Speaking of “dull,” Milam assumes that if he finds music dull, it just is dull, and that it’s more or less intended as dull, but that its practitioners are so self-absorbed and entitled, what with being all 90210 and such, that they just don’t care that Milam wants them to sweat and bleed over a set of drums (which, even though all but one or two of Milam’s examples have drummers, he claims not to hear in their music). What Milam wants instead is someone from a poor family, which automatically grants authenticity, to groan and cry and emote all over the place, preferably while drinking and smoking and sweating a lot. Unsurprisingly, nearly all of Milam’s exemplary performers tend to play a conventional mode of masculinity to the hilt…and Milam’s gender-role anxiety bleeds a flop-sweat all over his page: the effete upper-class singers sensitively warble their quiet little tunes in falsetto or androgynous voices, they pack their slim, boyish physiques into skinny girl jeans, and they would never deign to anything so direct or manly as to use an instrument you have to hit forcefully, the drums.
Even if you accept Milam’s analysis because you happen to agree with his musical tastes, his attempts to add depthiness with his class analysis overfloweth with fail. The two best-known bands he namechecks as enemies of the state of rock’n'roll are the Shins and Death Cab for Cutie. So, James Mercer of the Shins, must’ve been born in Beverly Hills or something, right, and his parents must have been hobnobbing with the Kennedys and Rockefellers, right? Uh, no: his father was a long-term Air Force vet. And what about Ben Gibbard, from Death Cab for Cutie?
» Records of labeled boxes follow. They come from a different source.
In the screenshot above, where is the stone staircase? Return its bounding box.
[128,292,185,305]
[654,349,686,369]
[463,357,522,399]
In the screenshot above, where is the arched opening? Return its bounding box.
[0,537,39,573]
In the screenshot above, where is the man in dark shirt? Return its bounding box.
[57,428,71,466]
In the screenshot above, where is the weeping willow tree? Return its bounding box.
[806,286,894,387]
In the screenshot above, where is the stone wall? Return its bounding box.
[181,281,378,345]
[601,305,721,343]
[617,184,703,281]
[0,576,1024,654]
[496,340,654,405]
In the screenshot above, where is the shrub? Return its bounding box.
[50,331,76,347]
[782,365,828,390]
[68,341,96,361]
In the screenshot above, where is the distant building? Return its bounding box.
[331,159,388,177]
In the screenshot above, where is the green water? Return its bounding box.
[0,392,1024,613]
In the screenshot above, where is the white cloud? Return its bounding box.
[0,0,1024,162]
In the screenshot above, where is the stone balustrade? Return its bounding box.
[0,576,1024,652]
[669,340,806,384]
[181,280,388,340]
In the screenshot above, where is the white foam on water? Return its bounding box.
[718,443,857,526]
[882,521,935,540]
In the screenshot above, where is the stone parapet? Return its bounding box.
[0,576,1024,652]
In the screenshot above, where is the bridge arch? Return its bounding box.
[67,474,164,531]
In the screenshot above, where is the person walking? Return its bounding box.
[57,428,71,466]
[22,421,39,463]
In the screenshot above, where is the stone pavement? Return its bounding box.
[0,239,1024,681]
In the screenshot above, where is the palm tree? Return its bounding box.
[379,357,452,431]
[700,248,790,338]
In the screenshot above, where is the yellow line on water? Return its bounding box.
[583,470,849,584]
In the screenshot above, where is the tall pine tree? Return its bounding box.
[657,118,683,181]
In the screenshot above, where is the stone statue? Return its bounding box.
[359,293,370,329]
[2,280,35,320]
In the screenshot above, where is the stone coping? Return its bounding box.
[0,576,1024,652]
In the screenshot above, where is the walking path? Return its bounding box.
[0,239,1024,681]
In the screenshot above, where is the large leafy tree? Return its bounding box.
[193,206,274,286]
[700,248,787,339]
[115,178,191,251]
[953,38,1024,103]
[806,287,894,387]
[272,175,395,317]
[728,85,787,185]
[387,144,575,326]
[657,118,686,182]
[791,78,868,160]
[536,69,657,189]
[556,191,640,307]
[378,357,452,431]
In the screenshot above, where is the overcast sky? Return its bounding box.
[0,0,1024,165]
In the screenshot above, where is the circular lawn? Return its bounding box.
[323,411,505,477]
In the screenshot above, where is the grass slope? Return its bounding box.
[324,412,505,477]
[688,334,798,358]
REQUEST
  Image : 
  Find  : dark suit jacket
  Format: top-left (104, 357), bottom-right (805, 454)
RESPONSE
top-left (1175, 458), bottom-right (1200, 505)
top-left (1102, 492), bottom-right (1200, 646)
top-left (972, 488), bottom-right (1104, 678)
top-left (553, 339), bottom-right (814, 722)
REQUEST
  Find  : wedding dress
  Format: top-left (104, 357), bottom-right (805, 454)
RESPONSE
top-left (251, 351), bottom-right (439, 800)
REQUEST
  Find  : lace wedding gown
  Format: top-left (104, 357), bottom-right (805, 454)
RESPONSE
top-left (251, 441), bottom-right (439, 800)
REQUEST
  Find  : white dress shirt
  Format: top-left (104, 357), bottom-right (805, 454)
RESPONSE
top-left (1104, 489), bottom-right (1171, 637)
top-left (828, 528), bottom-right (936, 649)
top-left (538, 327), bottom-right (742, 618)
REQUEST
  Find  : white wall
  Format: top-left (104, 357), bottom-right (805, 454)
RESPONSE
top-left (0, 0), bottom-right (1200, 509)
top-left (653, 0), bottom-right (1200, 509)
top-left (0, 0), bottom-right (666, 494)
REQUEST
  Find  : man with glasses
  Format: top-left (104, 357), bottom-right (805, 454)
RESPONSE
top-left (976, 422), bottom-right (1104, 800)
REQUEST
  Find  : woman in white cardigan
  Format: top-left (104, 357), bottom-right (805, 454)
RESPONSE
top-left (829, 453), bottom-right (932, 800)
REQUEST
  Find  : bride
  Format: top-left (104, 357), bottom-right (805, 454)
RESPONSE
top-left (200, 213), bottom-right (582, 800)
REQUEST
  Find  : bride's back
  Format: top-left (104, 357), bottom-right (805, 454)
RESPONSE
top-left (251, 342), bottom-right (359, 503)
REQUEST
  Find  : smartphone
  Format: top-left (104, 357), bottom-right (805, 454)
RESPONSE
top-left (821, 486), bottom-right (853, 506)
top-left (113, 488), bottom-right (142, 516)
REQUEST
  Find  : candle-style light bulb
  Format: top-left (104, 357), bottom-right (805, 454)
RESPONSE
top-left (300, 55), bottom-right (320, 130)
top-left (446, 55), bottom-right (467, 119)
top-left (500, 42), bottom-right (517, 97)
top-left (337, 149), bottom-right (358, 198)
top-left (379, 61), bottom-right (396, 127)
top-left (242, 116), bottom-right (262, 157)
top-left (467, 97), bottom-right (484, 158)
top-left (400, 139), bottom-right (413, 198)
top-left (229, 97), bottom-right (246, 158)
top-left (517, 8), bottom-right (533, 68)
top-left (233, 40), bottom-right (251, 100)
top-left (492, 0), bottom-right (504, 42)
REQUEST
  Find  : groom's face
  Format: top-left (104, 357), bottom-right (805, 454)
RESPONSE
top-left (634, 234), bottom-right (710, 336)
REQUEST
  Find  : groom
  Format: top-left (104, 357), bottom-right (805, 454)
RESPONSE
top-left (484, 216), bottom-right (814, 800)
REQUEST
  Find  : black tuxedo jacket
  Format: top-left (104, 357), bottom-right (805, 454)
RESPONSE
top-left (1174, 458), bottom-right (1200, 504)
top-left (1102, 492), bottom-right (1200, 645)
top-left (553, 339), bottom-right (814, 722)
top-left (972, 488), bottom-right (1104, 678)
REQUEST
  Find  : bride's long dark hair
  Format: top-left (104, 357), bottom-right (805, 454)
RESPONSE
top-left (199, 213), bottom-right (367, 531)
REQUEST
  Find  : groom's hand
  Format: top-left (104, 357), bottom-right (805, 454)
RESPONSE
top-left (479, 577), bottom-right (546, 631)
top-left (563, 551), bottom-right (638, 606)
He grew up in Bremerton, Washington…which, according to US Census data cited on the city’s Wikipedia entry, has a per capita income of about $16,700, which places it in the lower 40% of Washington state localities in terms of income. Look out, Grosse Pointe!
Milam also seems weirdly tone-deaf to signifiers of class and culture. He writes, “Youth culture is now practically sponsored by iTunes and Starbucks, and if that’s not a class statement, I don’t know what is.” In fact, Milam does not know what is. Starbucks’ ubiquity hardly confines it to wealthy consumers, and the fact that there’s a Starbucks seemingly on every corner suggests that even if people like to complain about their overpriced fare, they still can afford it. And iTunes is…free. Wow – gotta have a lot of money to download a free application.
As I said, Milam’s a musician himself. Click on that link to his website, above, where you’ll find a player streaming songs from his latest release. Play “Tin Angel.” Why, isn’t that…an acoustic guitar? And some “sensitive” singing? And no drums (not till a couple minutes into the song)?